Français détenu au Sénégal : une arrestation qui soulève des questions sur les droits lgbt+
Un Français incarcéré au Sénégal pour son orientation sexuelle : l’affaire qui émeut
Depuis le 14 février, un ingénieur français d’une trentaine d’années réside derrière les barreaux à Dakar. Son crime ? Son homosexualité, désormais passible de cinq à dix ans de prison dans ce pays d’Afrique de l’Ouest.
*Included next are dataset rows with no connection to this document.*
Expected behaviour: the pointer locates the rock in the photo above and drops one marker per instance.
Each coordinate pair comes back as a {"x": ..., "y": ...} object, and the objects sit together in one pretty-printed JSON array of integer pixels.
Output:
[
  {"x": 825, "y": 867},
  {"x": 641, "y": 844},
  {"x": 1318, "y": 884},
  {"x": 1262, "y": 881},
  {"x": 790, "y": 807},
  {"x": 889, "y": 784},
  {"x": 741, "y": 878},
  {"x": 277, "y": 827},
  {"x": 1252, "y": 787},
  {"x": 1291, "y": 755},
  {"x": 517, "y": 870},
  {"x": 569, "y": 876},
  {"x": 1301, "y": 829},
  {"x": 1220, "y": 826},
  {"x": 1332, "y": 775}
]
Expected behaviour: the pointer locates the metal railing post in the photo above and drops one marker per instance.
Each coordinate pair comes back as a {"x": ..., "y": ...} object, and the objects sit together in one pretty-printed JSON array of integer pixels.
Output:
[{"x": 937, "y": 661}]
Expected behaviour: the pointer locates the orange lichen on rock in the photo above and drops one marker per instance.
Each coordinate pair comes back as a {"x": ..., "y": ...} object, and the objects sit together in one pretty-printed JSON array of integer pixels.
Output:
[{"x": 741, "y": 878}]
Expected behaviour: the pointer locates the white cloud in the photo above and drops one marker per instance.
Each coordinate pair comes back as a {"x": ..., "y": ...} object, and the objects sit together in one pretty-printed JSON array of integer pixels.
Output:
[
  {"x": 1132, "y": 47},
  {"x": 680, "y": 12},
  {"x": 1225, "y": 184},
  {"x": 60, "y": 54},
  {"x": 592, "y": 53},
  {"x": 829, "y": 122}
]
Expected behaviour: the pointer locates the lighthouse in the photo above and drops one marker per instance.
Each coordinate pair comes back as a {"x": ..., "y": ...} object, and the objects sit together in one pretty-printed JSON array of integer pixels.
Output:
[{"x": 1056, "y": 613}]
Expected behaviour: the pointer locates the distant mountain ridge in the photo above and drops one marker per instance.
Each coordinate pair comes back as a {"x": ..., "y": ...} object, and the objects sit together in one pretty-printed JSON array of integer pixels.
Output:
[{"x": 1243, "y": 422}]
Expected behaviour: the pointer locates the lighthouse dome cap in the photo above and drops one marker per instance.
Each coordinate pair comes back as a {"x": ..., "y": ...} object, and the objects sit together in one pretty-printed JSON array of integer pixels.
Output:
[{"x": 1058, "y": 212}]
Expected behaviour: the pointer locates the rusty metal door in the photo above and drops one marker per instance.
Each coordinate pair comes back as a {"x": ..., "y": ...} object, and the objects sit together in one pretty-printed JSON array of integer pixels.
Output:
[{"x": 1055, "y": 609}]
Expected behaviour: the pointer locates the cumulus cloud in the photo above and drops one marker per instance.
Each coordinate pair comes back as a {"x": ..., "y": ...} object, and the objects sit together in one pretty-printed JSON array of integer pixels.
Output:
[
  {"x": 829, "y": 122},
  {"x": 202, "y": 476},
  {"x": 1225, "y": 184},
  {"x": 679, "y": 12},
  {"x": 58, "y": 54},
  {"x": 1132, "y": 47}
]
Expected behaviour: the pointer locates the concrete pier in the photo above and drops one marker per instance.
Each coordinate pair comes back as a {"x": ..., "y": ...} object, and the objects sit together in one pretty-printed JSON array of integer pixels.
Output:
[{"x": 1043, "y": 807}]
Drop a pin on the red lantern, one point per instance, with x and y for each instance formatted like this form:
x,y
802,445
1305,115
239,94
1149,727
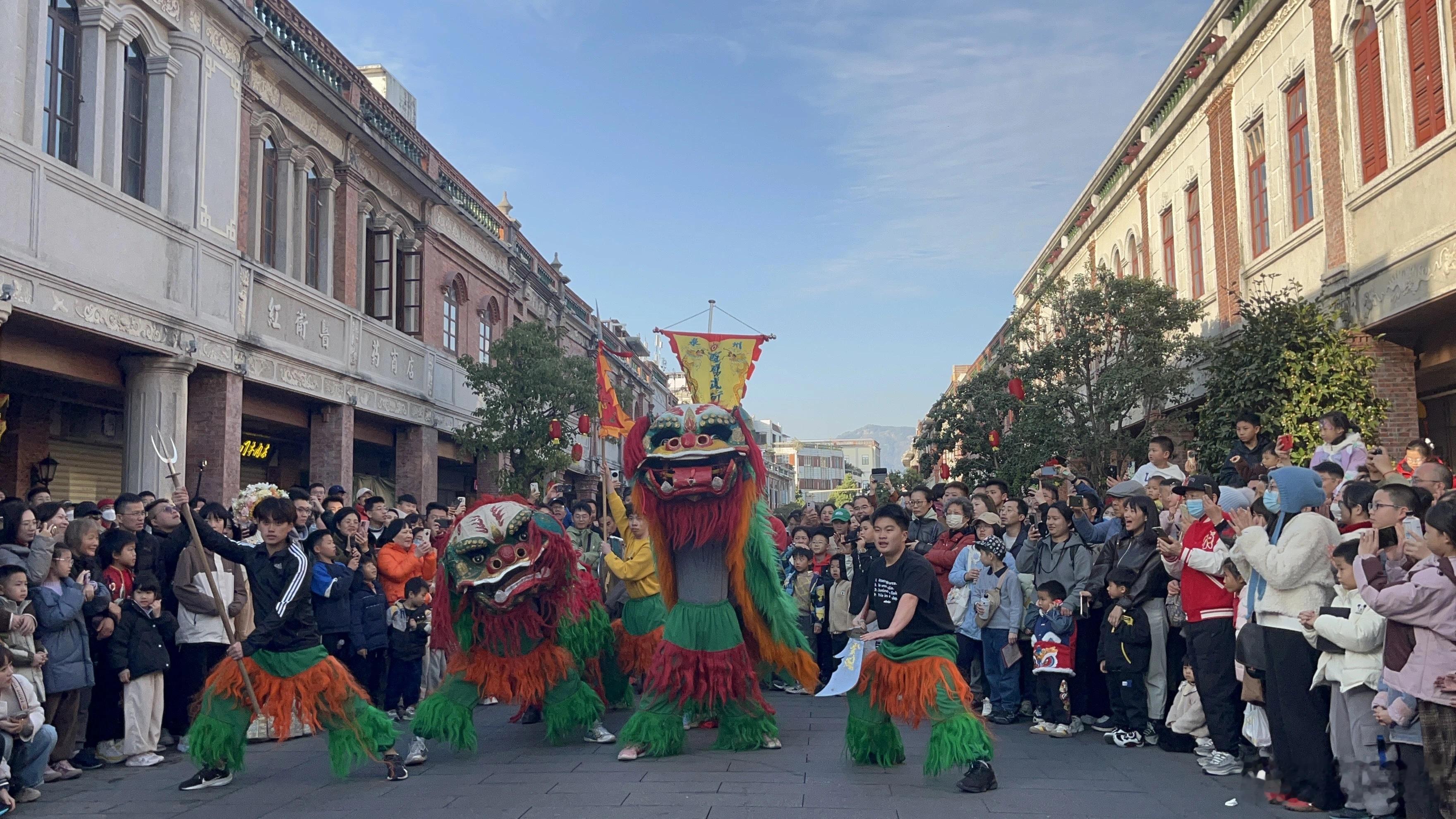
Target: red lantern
x,y
1017,390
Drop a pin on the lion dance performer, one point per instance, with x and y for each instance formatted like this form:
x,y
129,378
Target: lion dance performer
x,y
519,621
292,672
912,672
697,481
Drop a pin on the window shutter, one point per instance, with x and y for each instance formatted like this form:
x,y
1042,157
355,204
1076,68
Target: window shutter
x,y
1427,91
1371,100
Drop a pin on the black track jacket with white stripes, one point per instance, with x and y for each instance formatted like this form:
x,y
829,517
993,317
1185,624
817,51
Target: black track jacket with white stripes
x,y
283,611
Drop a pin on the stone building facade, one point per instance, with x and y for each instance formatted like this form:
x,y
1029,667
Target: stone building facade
x,y
1307,144
215,225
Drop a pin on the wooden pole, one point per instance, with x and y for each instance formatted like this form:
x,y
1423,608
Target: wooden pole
x,y
218,599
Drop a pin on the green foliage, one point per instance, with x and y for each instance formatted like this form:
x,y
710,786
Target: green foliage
x,y
1291,364
1094,357
845,493
528,384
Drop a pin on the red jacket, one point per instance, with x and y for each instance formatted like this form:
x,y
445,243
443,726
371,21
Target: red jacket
x,y
943,554
1200,573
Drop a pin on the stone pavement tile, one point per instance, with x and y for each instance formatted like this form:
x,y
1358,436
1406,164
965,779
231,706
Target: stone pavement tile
x,y
723,777
628,812
774,800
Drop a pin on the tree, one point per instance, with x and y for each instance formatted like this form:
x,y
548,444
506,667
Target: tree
x,y
1100,356
1291,364
529,384
845,493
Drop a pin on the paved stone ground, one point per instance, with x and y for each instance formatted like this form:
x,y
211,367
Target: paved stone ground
x,y
517,776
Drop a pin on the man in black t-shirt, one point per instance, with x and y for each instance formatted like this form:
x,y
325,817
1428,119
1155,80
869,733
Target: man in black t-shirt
x,y
912,674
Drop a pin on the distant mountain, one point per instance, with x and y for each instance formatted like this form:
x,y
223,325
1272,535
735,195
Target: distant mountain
x,y
895,442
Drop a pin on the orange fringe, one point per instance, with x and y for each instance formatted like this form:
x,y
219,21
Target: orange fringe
x,y
324,693
635,651
908,691
515,680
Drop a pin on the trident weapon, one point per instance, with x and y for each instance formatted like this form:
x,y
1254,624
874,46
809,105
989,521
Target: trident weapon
x,y
167,449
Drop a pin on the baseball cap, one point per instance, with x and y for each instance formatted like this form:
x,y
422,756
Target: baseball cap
x,y
1128,489
1199,483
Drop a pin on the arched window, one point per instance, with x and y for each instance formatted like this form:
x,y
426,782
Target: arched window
x,y
452,318
63,95
1369,95
312,219
268,219
134,123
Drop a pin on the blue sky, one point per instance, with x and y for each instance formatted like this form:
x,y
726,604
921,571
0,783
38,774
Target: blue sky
x,y
865,180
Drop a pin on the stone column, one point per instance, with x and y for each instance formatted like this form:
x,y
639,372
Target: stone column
x,y
215,426
156,400
97,22
160,69
185,122
331,446
417,462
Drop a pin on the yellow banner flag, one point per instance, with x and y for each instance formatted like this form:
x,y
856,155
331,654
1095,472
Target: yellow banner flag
x,y
717,366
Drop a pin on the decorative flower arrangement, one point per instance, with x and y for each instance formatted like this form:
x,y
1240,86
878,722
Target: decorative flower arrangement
x,y
249,496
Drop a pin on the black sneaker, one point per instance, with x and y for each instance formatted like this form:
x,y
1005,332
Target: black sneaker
x,y
209,779
979,779
86,760
395,767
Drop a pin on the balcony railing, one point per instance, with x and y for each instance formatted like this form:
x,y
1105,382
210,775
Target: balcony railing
x,y
392,134
299,47
469,203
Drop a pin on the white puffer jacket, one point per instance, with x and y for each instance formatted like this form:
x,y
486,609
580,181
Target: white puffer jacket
x,y
1362,636
1296,572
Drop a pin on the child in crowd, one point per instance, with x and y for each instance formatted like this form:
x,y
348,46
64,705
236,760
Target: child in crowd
x,y
998,611
1125,651
1053,654
1187,729
408,633
62,633
839,620
139,655
807,591
369,632
1401,729
28,659
1350,637
28,741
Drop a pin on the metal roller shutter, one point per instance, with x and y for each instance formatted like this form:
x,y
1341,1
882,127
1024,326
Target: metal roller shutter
x,y
86,471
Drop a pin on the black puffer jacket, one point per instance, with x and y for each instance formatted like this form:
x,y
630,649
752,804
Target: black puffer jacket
x,y
140,643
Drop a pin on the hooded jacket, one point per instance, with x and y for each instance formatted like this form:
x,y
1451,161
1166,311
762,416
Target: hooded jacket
x,y
1349,452
1293,568
1229,474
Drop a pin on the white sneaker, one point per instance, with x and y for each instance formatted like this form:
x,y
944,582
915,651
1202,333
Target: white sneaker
x,y
599,735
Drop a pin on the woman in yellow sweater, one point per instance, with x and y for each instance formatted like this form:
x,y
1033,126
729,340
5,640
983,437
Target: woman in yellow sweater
x,y
644,614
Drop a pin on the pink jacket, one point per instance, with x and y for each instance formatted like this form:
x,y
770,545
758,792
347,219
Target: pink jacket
x,y
1425,602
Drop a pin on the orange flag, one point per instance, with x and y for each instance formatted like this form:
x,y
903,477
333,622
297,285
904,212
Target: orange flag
x,y
615,423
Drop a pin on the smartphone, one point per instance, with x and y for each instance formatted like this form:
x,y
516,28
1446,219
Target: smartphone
x,y
1389,537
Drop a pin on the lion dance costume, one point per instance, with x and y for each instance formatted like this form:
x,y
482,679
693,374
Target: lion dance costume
x,y
697,481
519,621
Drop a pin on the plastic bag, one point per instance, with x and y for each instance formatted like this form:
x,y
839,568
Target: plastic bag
x,y
1257,726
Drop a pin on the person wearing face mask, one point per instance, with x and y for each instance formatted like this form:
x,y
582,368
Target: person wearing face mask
x,y
960,532
1288,566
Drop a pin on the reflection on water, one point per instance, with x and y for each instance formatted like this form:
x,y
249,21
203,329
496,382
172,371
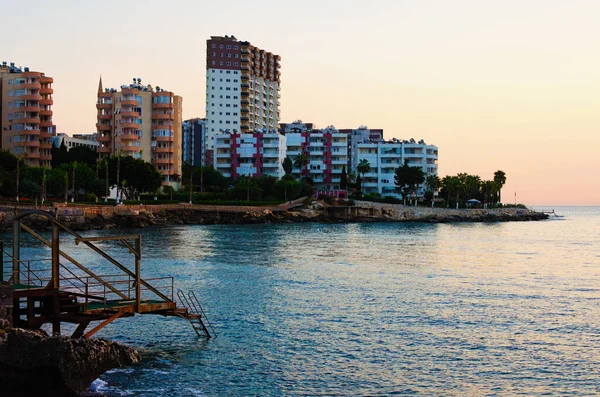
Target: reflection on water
x,y
373,309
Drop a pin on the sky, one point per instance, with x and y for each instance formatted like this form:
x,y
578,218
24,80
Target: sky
x,y
496,85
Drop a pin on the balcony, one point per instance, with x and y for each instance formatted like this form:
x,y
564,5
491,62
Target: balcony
x,y
162,106
164,139
130,137
35,132
163,116
104,127
35,143
128,148
30,97
129,114
163,161
28,120
163,149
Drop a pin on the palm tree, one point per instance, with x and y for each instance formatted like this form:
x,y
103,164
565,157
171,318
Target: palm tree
x,y
433,182
453,186
500,179
363,167
300,162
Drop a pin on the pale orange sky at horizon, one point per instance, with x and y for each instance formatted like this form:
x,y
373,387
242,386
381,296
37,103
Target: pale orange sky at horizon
x,y
507,85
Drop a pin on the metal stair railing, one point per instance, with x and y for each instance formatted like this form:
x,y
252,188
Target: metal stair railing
x,y
193,313
196,305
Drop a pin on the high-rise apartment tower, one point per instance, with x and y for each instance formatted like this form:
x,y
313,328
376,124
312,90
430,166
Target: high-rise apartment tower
x,y
142,122
26,114
242,88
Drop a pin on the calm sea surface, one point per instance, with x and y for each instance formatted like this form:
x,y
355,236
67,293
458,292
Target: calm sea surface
x,y
372,309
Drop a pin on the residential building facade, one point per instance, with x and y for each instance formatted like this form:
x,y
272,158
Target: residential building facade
x,y
142,122
26,114
193,148
242,88
250,154
325,152
74,141
385,156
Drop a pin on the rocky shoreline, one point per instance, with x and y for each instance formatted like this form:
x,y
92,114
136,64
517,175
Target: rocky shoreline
x,y
35,364
316,212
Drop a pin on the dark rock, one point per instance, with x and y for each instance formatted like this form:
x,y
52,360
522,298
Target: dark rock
x,y
33,363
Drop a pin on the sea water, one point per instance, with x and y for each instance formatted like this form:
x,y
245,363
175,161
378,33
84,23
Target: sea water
x,y
371,309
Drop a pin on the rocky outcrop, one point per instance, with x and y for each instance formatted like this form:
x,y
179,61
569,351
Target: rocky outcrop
x,y
317,212
32,363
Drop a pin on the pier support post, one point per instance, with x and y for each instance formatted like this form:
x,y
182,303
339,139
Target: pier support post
x,y
16,251
138,260
55,256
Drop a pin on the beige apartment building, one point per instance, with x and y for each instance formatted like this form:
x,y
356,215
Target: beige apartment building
x,y
144,122
26,114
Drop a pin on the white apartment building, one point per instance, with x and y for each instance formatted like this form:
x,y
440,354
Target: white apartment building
x,y
249,154
385,156
242,88
326,151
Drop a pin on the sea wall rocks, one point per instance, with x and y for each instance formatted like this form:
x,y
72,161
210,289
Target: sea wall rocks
x,y
32,363
361,211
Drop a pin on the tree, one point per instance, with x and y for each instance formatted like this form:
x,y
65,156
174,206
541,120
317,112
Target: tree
x,y
363,167
452,186
136,175
408,179
287,165
500,180
59,155
301,162
433,183
343,179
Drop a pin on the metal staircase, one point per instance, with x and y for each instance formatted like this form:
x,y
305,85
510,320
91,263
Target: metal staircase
x,y
194,314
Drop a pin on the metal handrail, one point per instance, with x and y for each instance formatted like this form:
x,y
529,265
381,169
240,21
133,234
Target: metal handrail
x,y
192,296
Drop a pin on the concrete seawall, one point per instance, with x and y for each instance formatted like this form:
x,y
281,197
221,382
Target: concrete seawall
x,y
87,217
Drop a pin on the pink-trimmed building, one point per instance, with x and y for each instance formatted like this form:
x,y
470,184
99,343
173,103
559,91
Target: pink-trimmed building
x,y
326,151
249,154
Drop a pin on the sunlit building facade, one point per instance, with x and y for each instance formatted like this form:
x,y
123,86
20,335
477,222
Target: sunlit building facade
x,y
26,114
Une situation alarmante qui met en lumière le durcissement des lois anti-LGBT+ au Sénégal.
Une arrestation aux motifs multiples
Les autorités sénégalaises ont justifié cette détention par des accusations graves : « actes contre-nature », association de malfaiteurs, blanchiment de capitaux et même tentative de transmission du VIH. Ces charges, survenues dans le cadre d’une vague d’arrestations ciblant la communauté LGBT+, ont rapidement alerté les autorités françaises.
Paris suit de près l’évolution du dossier
L’ambassade de France à Dakar ne reste pas inactive. Quatre visites consulaires ont déjà été effectuées pour évaluer les conditions de détention du ressortissant français. Les services du Quai d’Orsay à Paris maintiennent un contact constant avec sa famille, garantissant un suivi diplomatique rigoureux. Une démarche essentielle dans un pays où les droits des personnes LGBT+ sont de plus en plus menacés.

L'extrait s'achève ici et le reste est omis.